The Chancellor will meet America’s top economic official, Treasury secretary Scott Bessent, today as she concludes her trip to the International Monetary Fund’s Spring Meetings in Washington. As discussed on Coffee House this week, Rachel Reeves will use her meeting to attempt to make an Anglo-American trade deal a realistic possibility. 

Yesterday, the Chancellor put in a surprise appearance on one of Donald Trump’s favourite news channels, Newsmax, and said she understood that both her government and the Trump administration were elected by voters who felt globalisation had not worked for working people. The tone of her interview was very much aimed at the President and his team.

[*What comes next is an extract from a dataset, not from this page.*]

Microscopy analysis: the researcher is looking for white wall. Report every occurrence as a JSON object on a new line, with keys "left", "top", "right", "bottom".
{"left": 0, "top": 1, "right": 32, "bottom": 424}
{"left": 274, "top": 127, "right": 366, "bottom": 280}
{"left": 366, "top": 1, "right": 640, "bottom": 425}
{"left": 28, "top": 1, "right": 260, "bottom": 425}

But speaking to an audience closer to home on the BBC, she highlighted the importance of our commercial links with Europe instead, saying: ‘I understand why there’s so much focus on our trading relationship with the US, but actually our trading relationship with Europe is arguably even more important.’

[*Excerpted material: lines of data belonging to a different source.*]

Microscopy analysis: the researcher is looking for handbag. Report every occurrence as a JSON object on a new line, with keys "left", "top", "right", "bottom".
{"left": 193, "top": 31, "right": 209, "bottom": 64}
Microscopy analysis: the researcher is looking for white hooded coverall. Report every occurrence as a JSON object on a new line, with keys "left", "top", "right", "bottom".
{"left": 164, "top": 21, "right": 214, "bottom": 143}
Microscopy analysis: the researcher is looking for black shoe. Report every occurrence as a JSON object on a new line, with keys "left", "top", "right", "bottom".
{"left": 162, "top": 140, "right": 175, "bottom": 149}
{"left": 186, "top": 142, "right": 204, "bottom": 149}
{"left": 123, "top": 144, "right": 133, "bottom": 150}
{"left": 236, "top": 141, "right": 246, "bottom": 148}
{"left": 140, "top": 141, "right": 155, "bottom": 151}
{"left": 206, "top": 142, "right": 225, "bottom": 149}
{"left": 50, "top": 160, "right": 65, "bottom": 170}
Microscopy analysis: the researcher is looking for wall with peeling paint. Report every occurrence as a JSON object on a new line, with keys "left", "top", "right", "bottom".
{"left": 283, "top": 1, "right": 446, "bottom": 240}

The different messages Reeves is conveying on broadcast rounds on both sides of the Atlantic demonstrate the two horses Labour are trying to ride. A closer relationship with America almost certainly requires us to drop our regulatory standards (though Reeves has ruled out importing chlorinated chicken or hormone-addled beef), while lining up more with Europe almost certainly requires tougher regulation. If squaring that circle is even possible it’ll be a noble achievement. 

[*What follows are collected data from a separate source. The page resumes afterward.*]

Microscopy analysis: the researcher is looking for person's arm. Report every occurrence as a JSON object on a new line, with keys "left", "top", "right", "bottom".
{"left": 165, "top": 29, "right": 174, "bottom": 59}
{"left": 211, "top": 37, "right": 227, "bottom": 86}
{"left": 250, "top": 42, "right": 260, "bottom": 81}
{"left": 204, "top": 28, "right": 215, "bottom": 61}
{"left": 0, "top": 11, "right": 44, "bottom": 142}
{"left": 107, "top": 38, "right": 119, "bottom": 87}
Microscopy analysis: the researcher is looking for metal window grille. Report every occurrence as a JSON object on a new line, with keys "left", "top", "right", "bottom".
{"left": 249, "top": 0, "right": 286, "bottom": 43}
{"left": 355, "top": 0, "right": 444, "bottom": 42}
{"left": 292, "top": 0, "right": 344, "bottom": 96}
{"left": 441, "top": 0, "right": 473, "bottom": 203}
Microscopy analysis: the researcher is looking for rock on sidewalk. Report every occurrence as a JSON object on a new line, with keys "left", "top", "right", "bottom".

When the Chancellor wakes up in America she’ll be briefed on her first bit of good economic news this week from back home: retail sales on our high streets and online shops have risen at their fastest pace since the pandemic, according to figures from the Office for National Statistics. Sales volumes increased – against expectation – by 0.4 per cent in March after rising by 0.7 per cent in February. Analysts had expected retail sales to decline, but warmer weather boosted sales in garden centres and fashion stores, according to ONS statisticians, bringing the whole retail sector up.

It’s been a pretty gloomy year for economic news so far, but three promising developments now – two on retail sales and an unexpectedly boosterish growth figure recorded in February – mean that Reeves somehow manages to return home with the outlines of a trade deal, she might just begin to turn around her reputation as one of Britain’s most beleaguered chancellors.